When baking, consider using half white sugar and half sugar substitute.  Just remember that most sugar substitutes are hundreds of times sweeter than white sugar.  Basically, if a recipe requires 1 cup of sugar, use 1/2 cup white sugar and 1/4 cup sugar substitute.  This decreases total calories and grams of sugar in the recipe, while still allowing some regular sugar to satisfy the body’s craving.

What about Stevia?

Stevia (or Truvia) has been advertised as a natural sugar substitute.  It is actually considered a “food additive” and not necessarily an artificial sweetener like Equal or Splenda.  It is generally recognized as safe (GRAS) by the FDA.  Like other sweeteners, it should only be used in moderation.
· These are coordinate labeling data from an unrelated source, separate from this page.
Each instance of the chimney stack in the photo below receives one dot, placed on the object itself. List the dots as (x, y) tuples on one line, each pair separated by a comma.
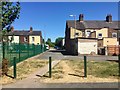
[(31, 29), (81, 16), (12, 29), (109, 18)]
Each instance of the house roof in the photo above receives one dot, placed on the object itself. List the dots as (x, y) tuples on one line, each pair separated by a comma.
[(18, 33), (93, 24)]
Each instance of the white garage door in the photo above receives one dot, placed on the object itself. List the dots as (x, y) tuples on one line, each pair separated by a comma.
[(87, 47)]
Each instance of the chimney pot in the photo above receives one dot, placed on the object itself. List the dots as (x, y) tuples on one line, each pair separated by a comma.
[(31, 29), (109, 18)]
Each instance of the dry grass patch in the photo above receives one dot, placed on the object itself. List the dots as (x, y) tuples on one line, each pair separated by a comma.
[(24, 69), (72, 71)]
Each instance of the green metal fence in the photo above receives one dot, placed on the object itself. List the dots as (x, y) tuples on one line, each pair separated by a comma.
[(21, 51)]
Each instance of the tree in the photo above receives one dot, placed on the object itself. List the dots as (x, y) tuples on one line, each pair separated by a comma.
[(9, 12), (58, 41)]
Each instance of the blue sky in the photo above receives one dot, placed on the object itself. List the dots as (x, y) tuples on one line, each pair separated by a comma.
[(50, 17)]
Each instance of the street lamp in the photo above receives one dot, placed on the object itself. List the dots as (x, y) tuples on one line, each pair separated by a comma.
[(74, 24), (75, 33)]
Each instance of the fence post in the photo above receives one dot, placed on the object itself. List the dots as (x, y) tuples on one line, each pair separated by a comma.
[(14, 67), (3, 50), (28, 49), (50, 67), (19, 52), (34, 48), (85, 66)]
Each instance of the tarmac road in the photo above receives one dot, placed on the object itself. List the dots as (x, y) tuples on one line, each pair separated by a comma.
[(60, 54)]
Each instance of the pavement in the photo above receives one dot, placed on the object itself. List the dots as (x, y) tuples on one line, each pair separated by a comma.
[(33, 80)]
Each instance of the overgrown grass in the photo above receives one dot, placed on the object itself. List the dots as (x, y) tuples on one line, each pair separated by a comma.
[(23, 70), (103, 69)]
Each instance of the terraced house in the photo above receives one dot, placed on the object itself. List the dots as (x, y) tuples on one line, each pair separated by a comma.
[(26, 36), (91, 36)]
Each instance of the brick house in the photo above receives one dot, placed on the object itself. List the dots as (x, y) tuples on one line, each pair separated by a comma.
[(26, 36), (105, 31)]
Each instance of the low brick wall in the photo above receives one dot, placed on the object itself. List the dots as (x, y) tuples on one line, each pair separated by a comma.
[(113, 50)]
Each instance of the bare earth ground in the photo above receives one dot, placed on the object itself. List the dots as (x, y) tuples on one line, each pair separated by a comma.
[(24, 69), (64, 73)]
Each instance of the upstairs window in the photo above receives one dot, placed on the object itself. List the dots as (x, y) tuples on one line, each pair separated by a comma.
[(114, 35), (76, 34)]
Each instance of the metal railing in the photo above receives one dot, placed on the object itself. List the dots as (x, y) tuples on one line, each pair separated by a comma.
[(20, 51)]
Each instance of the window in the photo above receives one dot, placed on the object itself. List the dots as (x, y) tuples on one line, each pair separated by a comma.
[(76, 34), (114, 35), (33, 39), (100, 35)]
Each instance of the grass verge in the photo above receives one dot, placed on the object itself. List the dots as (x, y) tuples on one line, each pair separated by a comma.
[(24, 69)]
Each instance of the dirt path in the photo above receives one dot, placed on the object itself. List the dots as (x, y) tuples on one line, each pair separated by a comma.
[(70, 76)]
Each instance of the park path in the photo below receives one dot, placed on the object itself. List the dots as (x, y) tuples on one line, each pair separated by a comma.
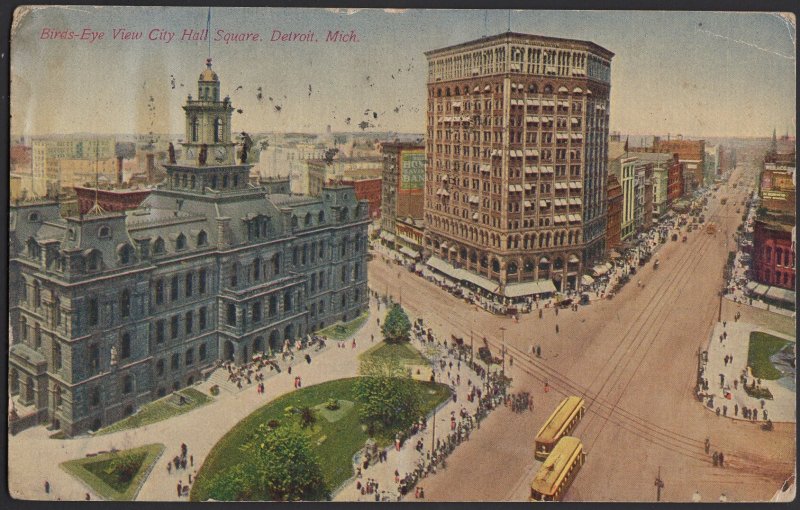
[(36, 457)]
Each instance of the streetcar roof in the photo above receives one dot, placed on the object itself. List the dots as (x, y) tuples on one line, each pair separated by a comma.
[(558, 462), (558, 421)]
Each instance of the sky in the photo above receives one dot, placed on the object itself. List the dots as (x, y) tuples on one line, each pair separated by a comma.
[(689, 73)]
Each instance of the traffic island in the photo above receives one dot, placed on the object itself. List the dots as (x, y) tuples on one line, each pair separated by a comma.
[(115, 476)]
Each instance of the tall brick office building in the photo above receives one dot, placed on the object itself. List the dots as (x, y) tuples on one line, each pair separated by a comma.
[(517, 136), (110, 310)]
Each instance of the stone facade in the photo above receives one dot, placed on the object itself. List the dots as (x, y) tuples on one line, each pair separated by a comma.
[(517, 137), (111, 310)]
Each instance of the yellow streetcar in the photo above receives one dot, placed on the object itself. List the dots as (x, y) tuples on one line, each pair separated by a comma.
[(560, 424), (559, 470)]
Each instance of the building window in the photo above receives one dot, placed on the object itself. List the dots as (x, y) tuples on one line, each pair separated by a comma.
[(125, 346), (94, 358), (234, 276), (93, 312), (57, 361), (127, 384), (125, 303), (94, 396), (201, 318), (201, 284), (159, 292), (231, 314)]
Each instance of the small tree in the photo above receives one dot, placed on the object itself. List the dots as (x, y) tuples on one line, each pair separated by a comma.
[(285, 465), (387, 395), (396, 326)]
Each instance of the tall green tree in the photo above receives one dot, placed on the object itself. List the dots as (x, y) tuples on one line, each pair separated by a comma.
[(396, 326), (387, 395), (284, 464)]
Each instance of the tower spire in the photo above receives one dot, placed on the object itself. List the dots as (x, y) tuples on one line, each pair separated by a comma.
[(96, 209), (208, 33)]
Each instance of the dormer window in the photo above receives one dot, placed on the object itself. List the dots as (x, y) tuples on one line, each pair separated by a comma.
[(158, 246), (126, 254)]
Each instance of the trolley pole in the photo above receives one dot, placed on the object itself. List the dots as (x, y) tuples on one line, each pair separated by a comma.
[(503, 349), (659, 483)]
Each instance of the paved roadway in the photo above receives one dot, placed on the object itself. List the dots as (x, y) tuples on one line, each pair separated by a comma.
[(634, 359)]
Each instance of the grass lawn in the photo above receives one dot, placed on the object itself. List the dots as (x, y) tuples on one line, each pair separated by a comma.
[(160, 409), (344, 330), (335, 441), (101, 472), (402, 352), (762, 346)]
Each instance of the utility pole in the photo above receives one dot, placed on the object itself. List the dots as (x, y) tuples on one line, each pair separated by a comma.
[(503, 349), (659, 483)]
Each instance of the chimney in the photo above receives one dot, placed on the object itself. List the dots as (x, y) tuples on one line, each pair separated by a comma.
[(151, 166), (119, 170)]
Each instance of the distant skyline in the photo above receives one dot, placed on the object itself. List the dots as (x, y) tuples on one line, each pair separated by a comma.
[(698, 74)]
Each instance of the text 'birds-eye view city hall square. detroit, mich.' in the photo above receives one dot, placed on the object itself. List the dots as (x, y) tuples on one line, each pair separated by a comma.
[(536, 256)]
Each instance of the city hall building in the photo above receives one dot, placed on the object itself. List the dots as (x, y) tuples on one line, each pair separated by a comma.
[(517, 137), (110, 310)]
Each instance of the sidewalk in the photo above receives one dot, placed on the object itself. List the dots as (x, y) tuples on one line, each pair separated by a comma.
[(200, 429), (783, 406)]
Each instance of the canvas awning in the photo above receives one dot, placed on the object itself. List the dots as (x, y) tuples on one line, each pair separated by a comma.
[(408, 251)]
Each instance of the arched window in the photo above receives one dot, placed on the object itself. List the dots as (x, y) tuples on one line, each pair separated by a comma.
[(125, 303), (125, 254), (217, 130), (159, 246), (125, 346), (257, 269), (287, 301)]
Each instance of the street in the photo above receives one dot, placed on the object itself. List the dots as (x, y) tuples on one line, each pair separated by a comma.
[(634, 360)]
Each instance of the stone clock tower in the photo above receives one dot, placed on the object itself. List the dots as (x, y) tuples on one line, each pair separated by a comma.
[(208, 162)]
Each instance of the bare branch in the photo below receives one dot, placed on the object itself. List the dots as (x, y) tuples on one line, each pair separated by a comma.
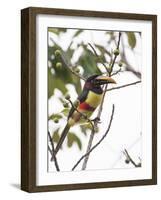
[(71, 68), (118, 45), (130, 159), (99, 142), (98, 56), (122, 86), (52, 151)]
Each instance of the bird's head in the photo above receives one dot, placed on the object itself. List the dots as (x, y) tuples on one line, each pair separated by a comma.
[(95, 82)]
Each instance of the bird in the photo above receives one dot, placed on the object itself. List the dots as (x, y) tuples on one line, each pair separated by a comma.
[(89, 99)]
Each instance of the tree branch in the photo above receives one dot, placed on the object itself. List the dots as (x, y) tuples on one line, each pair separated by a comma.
[(113, 62), (130, 159), (122, 86), (98, 56), (71, 68), (52, 151), (99, 142)]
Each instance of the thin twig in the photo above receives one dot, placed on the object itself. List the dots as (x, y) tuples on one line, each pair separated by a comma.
[(97, 56), (53, 154), (130, 159), (99, 142), (118, 45), (71, 68), (122, 86), (115, 73)]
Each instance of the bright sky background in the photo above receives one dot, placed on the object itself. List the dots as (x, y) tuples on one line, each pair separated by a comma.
[(125, 131)]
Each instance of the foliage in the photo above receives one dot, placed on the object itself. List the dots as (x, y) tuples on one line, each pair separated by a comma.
[(59, 75)]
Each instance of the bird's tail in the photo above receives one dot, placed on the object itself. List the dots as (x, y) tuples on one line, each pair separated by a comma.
[(62, 138)]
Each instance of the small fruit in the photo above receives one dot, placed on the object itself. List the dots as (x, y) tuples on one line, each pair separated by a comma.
[(127, 161), (67, 96), (57, 52), (120, 64), (56, 120), (66, 105), (58, 65), (77, 70), (116, 52), (76, 103)]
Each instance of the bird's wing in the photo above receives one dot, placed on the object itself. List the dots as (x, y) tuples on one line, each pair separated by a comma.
[(82, 97)]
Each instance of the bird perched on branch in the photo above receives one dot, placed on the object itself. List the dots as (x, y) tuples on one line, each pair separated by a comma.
[(88, 101)]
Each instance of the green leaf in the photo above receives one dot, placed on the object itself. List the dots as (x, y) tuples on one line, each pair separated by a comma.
[(55, 82), (56, 136), (77, 33), (62, 75), (131, 39), (88, 61), (72, 138), (65, 111)]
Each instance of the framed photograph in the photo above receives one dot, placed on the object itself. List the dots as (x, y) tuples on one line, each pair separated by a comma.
[(89, 99)]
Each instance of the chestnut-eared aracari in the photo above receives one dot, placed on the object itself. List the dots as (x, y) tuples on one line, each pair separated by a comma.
[(89, 99)]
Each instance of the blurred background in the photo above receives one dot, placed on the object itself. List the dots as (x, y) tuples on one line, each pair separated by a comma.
[(125, 132)]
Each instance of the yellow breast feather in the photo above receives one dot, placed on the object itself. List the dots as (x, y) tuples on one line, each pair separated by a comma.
[(93, 99)]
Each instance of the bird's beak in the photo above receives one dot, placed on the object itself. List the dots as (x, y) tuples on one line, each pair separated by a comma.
[(105, 79)]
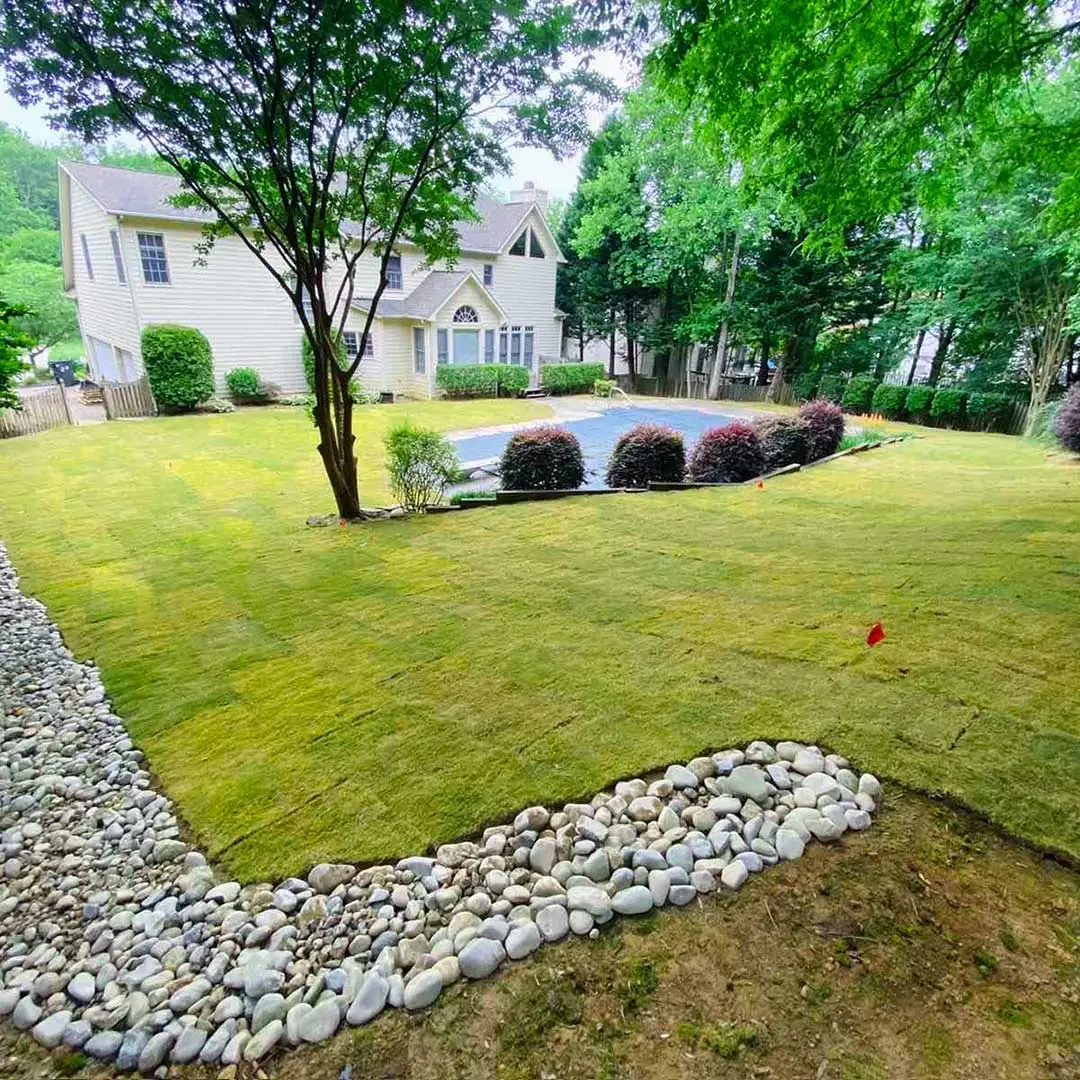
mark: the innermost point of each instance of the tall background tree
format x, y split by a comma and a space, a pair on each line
315, 134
How Can I Decrease My Sugar Cravings?

First of all, I would not recommend removing sugar from the diet completely or going “cold turkey.”  It needs to be a gradual change.  See chart below for an example of how to be more “sugar smart”:

yogurt graph

cheerios

beverages

apple pie graph

The most long-lasting and beneficial changes will not happen overnight.  Challenge yourself to find 1 or 2 different common foods in your diet that are high in sugar and try to switch to something that is the next step down.  Do not try to go another step until you are no longer craving the original.  (For example, do not switch from apple pie to baked apples until you are at a point where you do not miss the a la mode version).  I personally started with yogurt.  I went from regular yogurt to plan, fat-free topped with berries (gradually), and now am completely satisfied with the plain, fat-free!